OK, it’s not PI day, but I wanted to have a trial at estimating PI using Monte Carlo Method anyway.
Many methods use some mathematical “trick” to get an approximate value of PI. For instance, you can use limits, series and so on. But, estimating PI using Monte Carlo Method is something quite different.
With Monte Carlo Method, you are not creating a succession of values that eventually converge to an approximate value of PI. Rather, by using random numbers you create a succession of numbers that eventually will hopefully stabilize on an approximate value of PI.
With other methods you can get a succession of approximation values. And the newest value is always closer to PI than the oldest. This is not the case with the Monte Carlo method. This is kind of reasonable after all, since with this method we are using random number.
A square and a circle
Imagine a square with a size of 2. And imagine a circle inside the square with a diameter again of 2. Both are centered to the origin.
The area of such a square is 4. And the area of such a circle is PI (the area of a circle is PI * R^2).
Now, the ratio between the area of the circle and the area of the square is, of course, PI/4.
Now that’s the idea! If we get a way to estimate that ratio, then we get an estimation of PI as well!
And here we go to Monte Carlo
Have you ever been on a Casino? Me not… But still, we are now going to deal with random numbers. Hope we will be lucky…
Now, a square of size 2, centered to the origin, is made up of (X, Y) points with their coordinates all belonging to the range [-1, +1].

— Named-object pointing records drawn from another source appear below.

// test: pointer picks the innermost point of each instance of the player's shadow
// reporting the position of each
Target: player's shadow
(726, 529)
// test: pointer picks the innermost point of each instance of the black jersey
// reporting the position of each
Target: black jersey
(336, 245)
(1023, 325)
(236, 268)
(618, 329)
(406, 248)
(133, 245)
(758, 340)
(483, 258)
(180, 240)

Here’s what random numbers are all about in here. If we create many random numbers in the range [-1, 1], of course all points will belong to the size 2 square. As for the circle instead, some points will belong to it, others will not.

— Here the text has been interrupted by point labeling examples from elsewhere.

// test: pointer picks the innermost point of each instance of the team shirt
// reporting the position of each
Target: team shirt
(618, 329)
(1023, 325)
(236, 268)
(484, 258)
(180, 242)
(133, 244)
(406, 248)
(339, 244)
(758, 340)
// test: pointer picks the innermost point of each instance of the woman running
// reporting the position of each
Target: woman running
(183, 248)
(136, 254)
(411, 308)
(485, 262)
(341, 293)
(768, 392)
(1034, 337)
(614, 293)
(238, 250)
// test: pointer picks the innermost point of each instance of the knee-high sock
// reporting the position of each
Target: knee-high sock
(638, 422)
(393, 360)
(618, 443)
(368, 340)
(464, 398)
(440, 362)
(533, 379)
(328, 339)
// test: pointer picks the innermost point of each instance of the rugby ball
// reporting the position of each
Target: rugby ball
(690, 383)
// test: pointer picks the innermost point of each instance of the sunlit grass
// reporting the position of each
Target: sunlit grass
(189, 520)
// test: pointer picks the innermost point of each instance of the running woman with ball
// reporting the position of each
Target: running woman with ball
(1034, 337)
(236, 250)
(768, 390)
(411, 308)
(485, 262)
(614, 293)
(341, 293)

So the idea is that if we generate a huge quantity of random points, the points inside the circle will give an estimate of the area of the circle itself. And similarly, the total number of random points created will give an estimate of the area of the square (remember that the total number of points created belong to the square for sure).
So, if we compute the ratio number points inside circle/ total number of points it’s very likely that we will get an estimate of PI!

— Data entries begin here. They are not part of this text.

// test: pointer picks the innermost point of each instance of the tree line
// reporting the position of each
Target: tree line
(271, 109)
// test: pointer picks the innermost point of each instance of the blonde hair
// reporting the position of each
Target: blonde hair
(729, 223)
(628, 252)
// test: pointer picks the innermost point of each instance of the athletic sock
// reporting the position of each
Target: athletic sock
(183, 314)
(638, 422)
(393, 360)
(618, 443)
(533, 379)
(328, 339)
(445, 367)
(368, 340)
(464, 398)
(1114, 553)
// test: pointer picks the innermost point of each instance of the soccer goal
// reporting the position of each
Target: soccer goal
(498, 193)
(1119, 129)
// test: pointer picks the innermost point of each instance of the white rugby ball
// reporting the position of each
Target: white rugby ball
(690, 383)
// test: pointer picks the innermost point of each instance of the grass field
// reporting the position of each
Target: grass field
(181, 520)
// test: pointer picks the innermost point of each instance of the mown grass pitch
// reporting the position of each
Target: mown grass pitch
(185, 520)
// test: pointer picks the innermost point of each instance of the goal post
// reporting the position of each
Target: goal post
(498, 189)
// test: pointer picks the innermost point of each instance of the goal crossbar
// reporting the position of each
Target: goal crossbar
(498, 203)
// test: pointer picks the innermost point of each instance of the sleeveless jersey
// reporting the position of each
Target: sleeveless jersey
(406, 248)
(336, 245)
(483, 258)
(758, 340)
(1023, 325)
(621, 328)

The first program is quite straight and uses random numbers with as many decimal digits as the RND() function offers.
The second program makes use of offsets to increase the precision of numbers. This is some sort of mixing between floating point math and integer math. This approach allows – for a very huge quantity of random numbers created – a better estimate of PI.
Programs are both quite slow and need to be run at least for a hour or so on the real machine (warp mode really helps if using an emulator). Collectors may have a Super CPU, that helps as well (lucky you!).
With the first program (“montecarlo v3”), using random numbers with 9 decimal digits, we get eventually an approximation of roughly 3.146. Instead, with the second program (“mont.digits”), we get an approximation of roughly 3.141.
As PI is roughly 3.14159, the second program, though slower, gives a better approximation.
The more you let the programs run, the more the computed ratio will tend to stabilize to a certain approximation of PI.
A note is also included in the .d64 image for a quick review of the principle.
We cannot talk about a converging process, as we are dealing with random numbers. Still, it’s quite impressing that with this method we can get a reasonable approximation of PI, isn’t it? Statistics seems to work quite well here.